There was muffled acknowledgement over the airwaves. ‘John, can you see anything? Over.’

‘Shotgun barrel. Left window of caravan. Can’t see who’s holding it. Over.’

‘Are you Jane Cruikshank?’ Jacquie had rolled onto her front again, glancing to each side as the dark blue shapes of Simon and Bucko crept alongside her, out beyond the hedges, skirting the rise to each side. She prayed that whoever was on the other end of that gun couldn’t make them out in the still half light.

‘My boys ain’t done nothing,’ the voice called. ‘They ain’t even here.’

‘It’s not your boys, Mrs Cruikshank,’ Jacquie called. ‘It’s you we came to see.’ She rolled over again, hissing into the plastic. ‘Bucko, John. Can you move in? Over.’

‘I’m there,’ she heard Bucko respond. Then his line went dead.

‘John?’ Jacquie didn’t like the silence. ‘What’s happening? Over.’

There was a pause. ‘Bucko’s coming down. I can see him. Over.’

Jacquie rolled back. She could see him too. A dark shape that circled the camp.
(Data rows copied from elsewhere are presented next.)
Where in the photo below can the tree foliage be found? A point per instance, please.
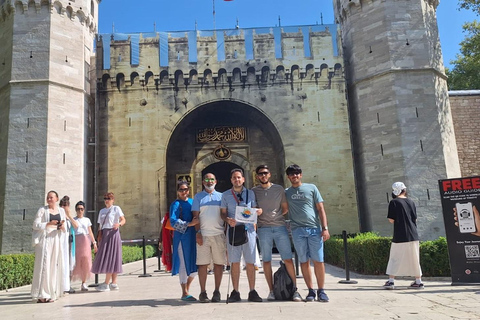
(473, 5)
(464, 75)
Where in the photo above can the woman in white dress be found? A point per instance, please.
(49, 239)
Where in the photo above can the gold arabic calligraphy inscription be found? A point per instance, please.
(222, 134)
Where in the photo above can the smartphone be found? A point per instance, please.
(466, 220)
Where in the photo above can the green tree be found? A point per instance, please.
(466, 66)
(473, 5)
(464, 75)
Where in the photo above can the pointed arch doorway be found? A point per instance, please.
(191, 151)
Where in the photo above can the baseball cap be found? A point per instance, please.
(398, 187)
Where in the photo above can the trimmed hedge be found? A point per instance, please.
(368, 254)
(17, 269)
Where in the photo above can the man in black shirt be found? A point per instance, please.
(404, 253)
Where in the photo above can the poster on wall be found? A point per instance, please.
(461, 205)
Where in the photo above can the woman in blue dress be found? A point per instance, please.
(184, 240)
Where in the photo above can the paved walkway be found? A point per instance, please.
(157, 297)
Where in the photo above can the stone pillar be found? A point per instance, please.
(400, 113)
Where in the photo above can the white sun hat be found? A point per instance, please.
(398, 187)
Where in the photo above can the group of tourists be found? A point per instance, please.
(206, 231)
(63, 247)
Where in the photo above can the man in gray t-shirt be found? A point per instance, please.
(271, 227)
(309, 229)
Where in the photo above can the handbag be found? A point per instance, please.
(168, 225)
(180, 225)
(99, 232)
(237, 235)
(99, 235)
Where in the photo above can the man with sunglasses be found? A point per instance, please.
(308, 221)
(210, 236)
(272, 227)
(238, 195)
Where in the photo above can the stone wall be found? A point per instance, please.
(51, 44)
(291, 100)
(401, 118)
(466, 116)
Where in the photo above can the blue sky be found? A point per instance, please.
(165, 15)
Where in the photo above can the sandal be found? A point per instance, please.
(188, 298)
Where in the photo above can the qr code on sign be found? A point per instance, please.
(472, 251)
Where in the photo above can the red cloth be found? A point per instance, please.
(167, 236)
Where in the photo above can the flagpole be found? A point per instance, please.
(214, 27)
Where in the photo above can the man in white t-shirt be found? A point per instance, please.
(210, 236)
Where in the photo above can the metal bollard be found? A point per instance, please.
(347, 266)
(145, 274)
(159, 257)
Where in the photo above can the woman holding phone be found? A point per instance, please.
(49, 239)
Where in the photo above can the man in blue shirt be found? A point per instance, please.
(238, 195)
(308, 221)
(210, 235)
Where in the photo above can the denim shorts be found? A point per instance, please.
(308, 243)
(279, 234)
(248, 249)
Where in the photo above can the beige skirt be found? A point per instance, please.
(404, 259)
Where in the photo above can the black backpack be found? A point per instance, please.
(283, 288)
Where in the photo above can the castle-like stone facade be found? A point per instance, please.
(358, 105)
(46, 51)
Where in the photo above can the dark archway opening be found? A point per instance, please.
(221, 170)
(186, 155)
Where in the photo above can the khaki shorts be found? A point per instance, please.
(213, 248)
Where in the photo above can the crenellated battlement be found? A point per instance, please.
(82, 11)
(235, 56)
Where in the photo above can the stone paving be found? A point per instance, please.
(157, 297)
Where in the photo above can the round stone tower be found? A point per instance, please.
(401, 122)
(45, 60)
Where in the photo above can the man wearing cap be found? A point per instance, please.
(308, 221)
(210, 236)
(404, 253)
(238, 195)
(271, 227)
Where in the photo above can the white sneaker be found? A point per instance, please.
(271, 296)
(297, 297)
(102, 287)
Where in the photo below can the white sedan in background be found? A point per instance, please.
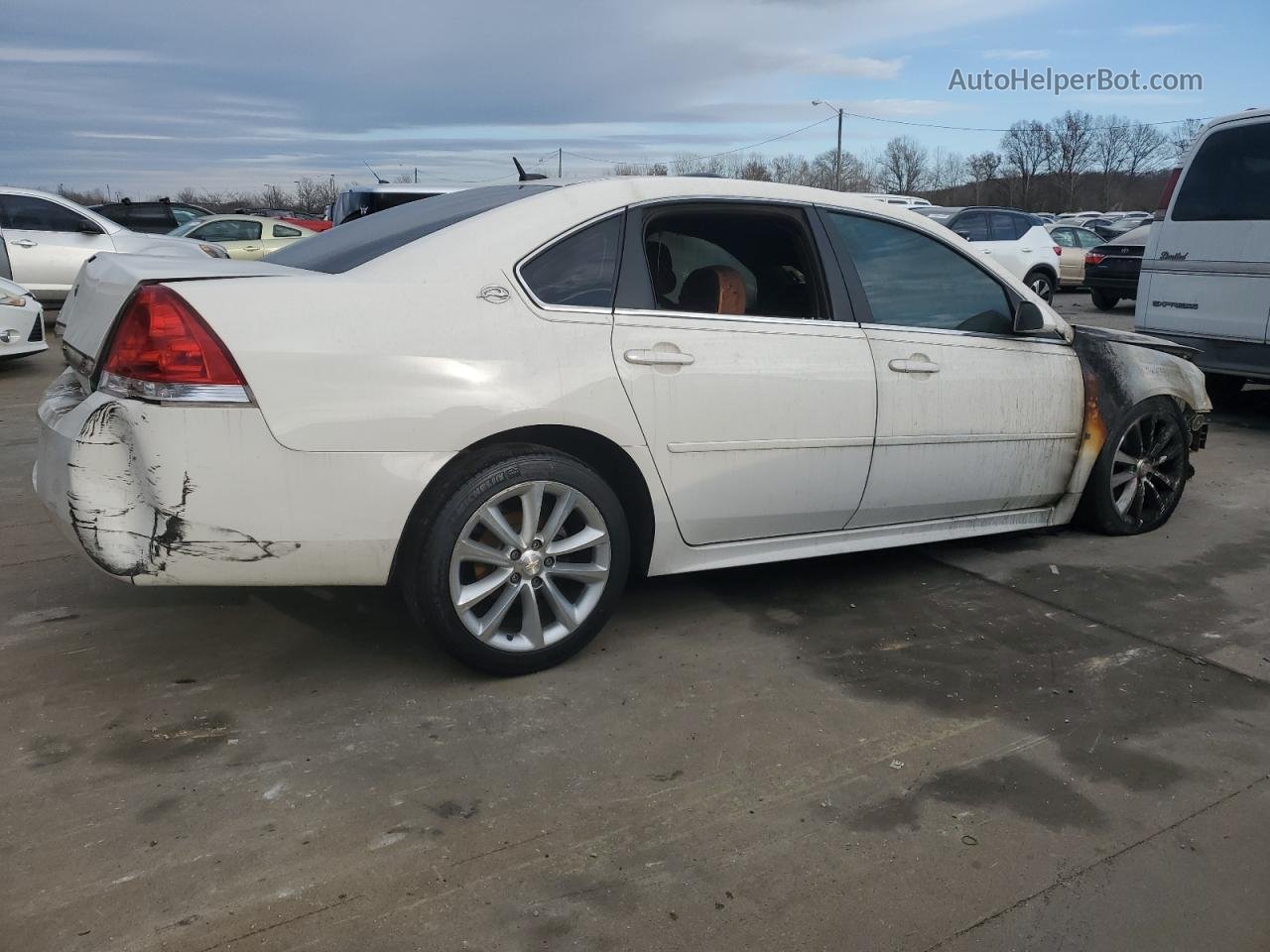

She didn’t move, her nose pinched and blue with cold, the water soaking through her clothes from the mattress. Steady, she found herself almost whispering. Bucko had a night stick, one of those American imports that gave the law an edge. But Bucko was packing too much linguini and no copper ever made was a match for the speed of a trigger. She’d only ever seen one shotgun blast – both barrels at close range. She didn’t want to see it again.

‘Jesus!’ all the intercoms crackled into life at once. What the fuck was Jacquie doing? Bucko crashed sideways, ripping his trousers on the gorse. On the far side from him, John dropped to his knees, tumbling over the stiff white tussocks, rolling into a bush to steady himself. The two coppers who had dropped with Jacquie were still there, watching in mute astonishment as the slim girl in the black bomber jacket got up and started walking towards the camp. Towards the woman. Towards the gun.